'Enhance Esra's CCTV like you did for Trevor Deely' - Sister of missing woman
The sister of a mother who disappeared six years ago has pleaded with gardaí to enhance CCTV footage of her car, following a similar move in the case of Trevor Deely.
Esra Uryun (38) was last seen leaving her house in Clondalkin, West Dublin in February 2011.
Her sister Berna Fidan believes Esra was abducted at some point between when she left her home and the discovery of her car in Bray, Co Wicklow that morning.
CCTV later emerged of the vehicle, a grey Renault Twingo, being driven through the Wicklow town towards the car park.
However the driver’s face in the footage - which Berna believes to be Esra’s abductor - cannot be made out.
Ms Fidan said that up to recently she believed there was nothing that could be done to improve the quality of this.
However, in April, gardaí released enhanced footage in the case of another long-term missing person, Trevor Deely (22). Forensics experts enhanced the VHS tape taken from outside Trevor’s office at Bank of Ireland Asset Management on Leeson Street and it shows him being followed by a man he had earlier spoken to on the night of December 8, 2000.
Speaking to Independent.ie, Berna said this new footage offered hope to them that they may finally be able to unmask the person who was driving Esra’s car that day.

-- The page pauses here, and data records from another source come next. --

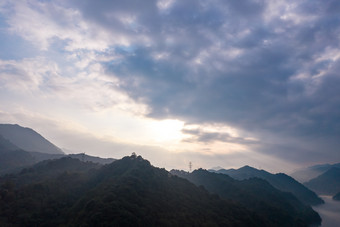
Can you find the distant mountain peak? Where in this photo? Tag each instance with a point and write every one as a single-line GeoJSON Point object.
{"type": "Point", "coordinates": [28, 139]}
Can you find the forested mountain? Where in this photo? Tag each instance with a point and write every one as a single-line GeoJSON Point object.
{"type": "Point", "coordinates": [280, 181]}
{"type": "Point", "coordinates": [337, 196]}
{"type": "Point", "coordinates": [306, 174]}
{"type": "Point", "coordinates": [127, 192]}
{"type": "Point", "coordinates": [28, 139]}
{"type": "Point", "coordinates": [327, 183]}
{"type": "Point", "coordinates": [13, 158]}
{"type": "Point", "coordinates": [278, 208]}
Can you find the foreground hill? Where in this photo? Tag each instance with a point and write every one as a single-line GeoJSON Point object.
{"type": "Point", "coordinates": [127, 192]}
{"type": "Point", "coordinates": [278, 208]}
{"type": "Point", "coordinates": [327, 183]}
{"type": "Point", "coordinates": [28, 139]}
{"type": "Point", "coordinates": [280, 181]}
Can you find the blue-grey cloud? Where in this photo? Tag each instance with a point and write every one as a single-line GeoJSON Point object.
{"type": "Point", "coordinates": [270, 68]}
{"type": "Point", "coordinates": [228, 63]}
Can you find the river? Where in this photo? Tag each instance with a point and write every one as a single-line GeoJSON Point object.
{"type": "Point", "coordinates": [329, 212]}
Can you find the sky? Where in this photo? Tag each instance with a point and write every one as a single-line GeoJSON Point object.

“The Trevor Deely case was 17 years ago and they were able to enhance that footage significantly. We know that the footage of Esra’s car was also on VHS so we cannot see a reason why this could not also be enhanced.”
Ms Fidan said she does not believe her sister was driving the car at the time but Ms Uryun was, then Ms Fidan wants proof.
“If Esra was driving the car, I want to know this for sure. I want proof that she got into that car willingly and drove it.”
She continued: “I have gone with many others and we have searched every square inch of Bray. We have trawled through CCTV and we have not been able to find one shred of evidence that Esra was in Bray at all.”
Ms Fidan has requested that gardaí get the tape forensically examined and she is awaiting a response from the investigation team on this.
The London-based sibling has also attempted to get hold of the original footage so that she could get it forensically enhanced herself. She has written to gardaí and the Department of Justice but was later told it wasn’t possible as it would “break the chain of evidence” and could damage and potential future prosecution.
At the start of the investigation it was believed, in some quarters, that Ms Uryun died by suicide. However, Ms Fidan insists that her sister, a married mother-of-one, did not take her own life.
“I’ve never believed she took her own life because you can’t bury yourself,” she said. “Even if she did throw of herself into the sea she would have popped up at some stage.
“We have searched every inch of that coast but nothing. There were abseilers out searching the rocks. The fishermen went out and several times they searched. It wasn’t just once, they searched again after one, two, and three months.”
The investigation took a bizarre twist almost a year after her disappearance when car keys, belonging to Ms Uryun, were found in a chip shop near Neilstown.
Ms Fidan said they have still not been able to figure out how the keys got there and CCTV footage was overwritten by the time the owner figured out their significance.
None of missing woman’s bank cards have been used and there have been no confirmed sightings since she disappeared.